- Kamenica
- Coordinates: 44°46′13″N 17°26′56″E﻿ / ﻿44.77028°N 17.44889°E
- Country: Bosnia and Herzegovina
- Entity: Republika Srpska
- Municipality: Čelinac
- Time zone: UTC+1 (CET)
- • Summer (DST): UTC+2 (CEST)

= Kamenica (Čelinac) =

Kamenica (Cyrillic: Каменица) is a village in the municipality of Čelinac, Republika Srpska, Bosnia and Herzegovina.
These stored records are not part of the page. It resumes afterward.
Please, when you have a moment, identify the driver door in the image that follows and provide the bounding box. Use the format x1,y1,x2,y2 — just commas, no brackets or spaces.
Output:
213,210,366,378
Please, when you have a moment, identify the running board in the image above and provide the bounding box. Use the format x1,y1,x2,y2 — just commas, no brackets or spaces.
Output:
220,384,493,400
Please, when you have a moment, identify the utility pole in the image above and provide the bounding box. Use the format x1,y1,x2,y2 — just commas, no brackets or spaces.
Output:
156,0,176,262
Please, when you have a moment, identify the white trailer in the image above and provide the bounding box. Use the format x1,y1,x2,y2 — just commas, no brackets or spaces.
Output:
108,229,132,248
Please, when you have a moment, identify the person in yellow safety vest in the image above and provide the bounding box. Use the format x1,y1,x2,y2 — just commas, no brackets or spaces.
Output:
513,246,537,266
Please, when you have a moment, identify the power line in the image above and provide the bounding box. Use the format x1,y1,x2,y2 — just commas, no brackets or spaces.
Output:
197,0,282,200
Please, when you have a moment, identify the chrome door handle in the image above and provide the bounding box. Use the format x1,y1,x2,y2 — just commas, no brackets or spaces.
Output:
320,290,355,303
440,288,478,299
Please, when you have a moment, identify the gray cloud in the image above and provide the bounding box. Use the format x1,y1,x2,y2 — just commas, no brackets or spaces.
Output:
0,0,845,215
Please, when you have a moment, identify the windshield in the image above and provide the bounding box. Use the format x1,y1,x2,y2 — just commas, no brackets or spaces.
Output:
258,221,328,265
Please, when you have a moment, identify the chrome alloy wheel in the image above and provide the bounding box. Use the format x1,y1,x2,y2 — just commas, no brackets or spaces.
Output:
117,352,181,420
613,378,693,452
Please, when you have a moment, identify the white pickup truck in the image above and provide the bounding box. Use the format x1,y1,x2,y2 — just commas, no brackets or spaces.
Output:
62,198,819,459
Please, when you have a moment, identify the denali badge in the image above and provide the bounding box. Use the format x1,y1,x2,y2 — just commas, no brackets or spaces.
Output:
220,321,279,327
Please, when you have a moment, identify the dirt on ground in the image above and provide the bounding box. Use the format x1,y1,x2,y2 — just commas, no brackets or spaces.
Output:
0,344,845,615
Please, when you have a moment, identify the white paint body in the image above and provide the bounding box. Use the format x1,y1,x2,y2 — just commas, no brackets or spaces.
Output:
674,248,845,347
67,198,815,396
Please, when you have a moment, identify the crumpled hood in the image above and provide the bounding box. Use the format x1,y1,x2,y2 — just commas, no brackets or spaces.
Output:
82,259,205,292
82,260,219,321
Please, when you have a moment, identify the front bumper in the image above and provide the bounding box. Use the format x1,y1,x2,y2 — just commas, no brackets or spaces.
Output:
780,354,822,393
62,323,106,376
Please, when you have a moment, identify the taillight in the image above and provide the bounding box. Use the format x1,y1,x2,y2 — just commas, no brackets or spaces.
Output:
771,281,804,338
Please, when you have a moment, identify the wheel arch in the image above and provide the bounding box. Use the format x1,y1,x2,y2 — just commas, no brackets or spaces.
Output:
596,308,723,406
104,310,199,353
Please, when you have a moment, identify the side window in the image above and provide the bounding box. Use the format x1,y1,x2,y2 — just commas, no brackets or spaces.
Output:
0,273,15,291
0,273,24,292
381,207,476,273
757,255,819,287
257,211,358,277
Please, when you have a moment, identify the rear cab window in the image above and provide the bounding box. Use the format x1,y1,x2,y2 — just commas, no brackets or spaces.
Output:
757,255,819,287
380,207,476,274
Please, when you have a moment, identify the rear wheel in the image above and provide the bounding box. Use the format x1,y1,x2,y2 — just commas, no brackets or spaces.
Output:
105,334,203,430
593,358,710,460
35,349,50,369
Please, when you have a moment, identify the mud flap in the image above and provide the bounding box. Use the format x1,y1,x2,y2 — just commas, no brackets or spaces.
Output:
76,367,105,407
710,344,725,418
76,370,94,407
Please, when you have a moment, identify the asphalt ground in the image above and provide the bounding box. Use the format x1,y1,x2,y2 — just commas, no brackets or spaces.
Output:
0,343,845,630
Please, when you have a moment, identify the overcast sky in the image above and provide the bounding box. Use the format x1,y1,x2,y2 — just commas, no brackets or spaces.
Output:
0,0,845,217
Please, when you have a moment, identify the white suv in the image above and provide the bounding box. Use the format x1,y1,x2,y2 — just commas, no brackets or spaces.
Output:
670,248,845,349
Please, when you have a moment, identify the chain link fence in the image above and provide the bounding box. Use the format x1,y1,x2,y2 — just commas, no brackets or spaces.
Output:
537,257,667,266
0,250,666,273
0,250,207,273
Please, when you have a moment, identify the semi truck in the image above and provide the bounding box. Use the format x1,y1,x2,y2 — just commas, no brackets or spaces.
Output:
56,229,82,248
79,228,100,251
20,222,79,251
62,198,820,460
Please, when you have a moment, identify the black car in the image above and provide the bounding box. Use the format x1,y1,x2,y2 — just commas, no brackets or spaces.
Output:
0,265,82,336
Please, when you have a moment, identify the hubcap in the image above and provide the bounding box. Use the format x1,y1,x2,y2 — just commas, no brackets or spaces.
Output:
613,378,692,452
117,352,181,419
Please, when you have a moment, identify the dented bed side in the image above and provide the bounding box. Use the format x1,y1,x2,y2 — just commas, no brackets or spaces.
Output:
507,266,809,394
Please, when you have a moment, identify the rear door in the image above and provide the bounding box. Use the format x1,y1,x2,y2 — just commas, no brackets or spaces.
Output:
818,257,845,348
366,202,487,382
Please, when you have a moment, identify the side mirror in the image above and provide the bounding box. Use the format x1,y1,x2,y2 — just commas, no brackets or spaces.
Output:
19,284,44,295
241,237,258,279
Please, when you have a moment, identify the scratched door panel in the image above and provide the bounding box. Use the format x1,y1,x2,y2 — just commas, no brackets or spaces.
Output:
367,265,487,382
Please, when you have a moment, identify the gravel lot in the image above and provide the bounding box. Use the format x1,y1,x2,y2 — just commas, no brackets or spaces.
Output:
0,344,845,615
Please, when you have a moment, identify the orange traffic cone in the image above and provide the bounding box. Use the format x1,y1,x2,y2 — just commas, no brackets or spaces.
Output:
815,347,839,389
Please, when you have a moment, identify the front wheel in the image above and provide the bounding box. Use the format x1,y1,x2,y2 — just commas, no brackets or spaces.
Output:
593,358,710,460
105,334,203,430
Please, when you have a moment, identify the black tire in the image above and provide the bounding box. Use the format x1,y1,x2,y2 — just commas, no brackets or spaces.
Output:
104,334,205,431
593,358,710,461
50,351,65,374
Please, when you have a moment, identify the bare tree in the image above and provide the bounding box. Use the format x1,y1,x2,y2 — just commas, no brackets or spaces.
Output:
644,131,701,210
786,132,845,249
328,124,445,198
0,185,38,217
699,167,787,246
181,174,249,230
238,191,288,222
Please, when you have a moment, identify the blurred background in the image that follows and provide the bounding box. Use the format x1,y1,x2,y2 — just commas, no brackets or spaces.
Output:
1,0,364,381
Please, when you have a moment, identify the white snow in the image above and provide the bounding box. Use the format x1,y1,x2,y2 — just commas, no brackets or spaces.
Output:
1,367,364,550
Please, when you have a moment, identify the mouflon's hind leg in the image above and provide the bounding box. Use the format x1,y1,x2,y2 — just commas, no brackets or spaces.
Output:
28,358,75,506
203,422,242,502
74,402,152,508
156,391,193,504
==Former Ukrainian monastery and farming community==
During the early 20th century, the Government of the Austro-Hungarian Empire settled a community of Rusyns and Ukrainians, all of whom belonged to the Eastern Catholic Churches, in Kamenica. Beginning in 1908, Metropolitan bishop Andrey Sheptytsky of the Ukrainian Greek Catholic Church bought land nearby upon which he built a small monastery for the Ukrainian Studite Monks, which was dedicated to St. Joseph, the Spouse of the Mother of God and Foster Father of Jesus Christ. The spiritual formation of new arrivals was supervised by a Greek Catholic Starets named "Elder Josaphat. The monks included Leonid Feodorov, the future Exarch of the Russian Greek Catholic Church, who was tonsured at Kamenica under the monastic name 'Leontiy' on 12 March 1913. The Metropolitan's younger brother and fellow Studite monk Klymentiy Sheptytsky, was also a monk at Kamenica and, along with Leonid Feodorov, was Beatified by Pope John Paul II in Lviv on 27 June 2001. Even though the monastery was always extremely impoverished, the Studite monks were eventually forced to flee the region due to the hostility of local members of the Serbian Orthodox Church. Even though Metropolitan Andrey still owned the land, his attempts to revive the monastery between 1923 and 1924 were repeatedly stymied by the post-World War I Government of the Kingdom of Yugoslavia.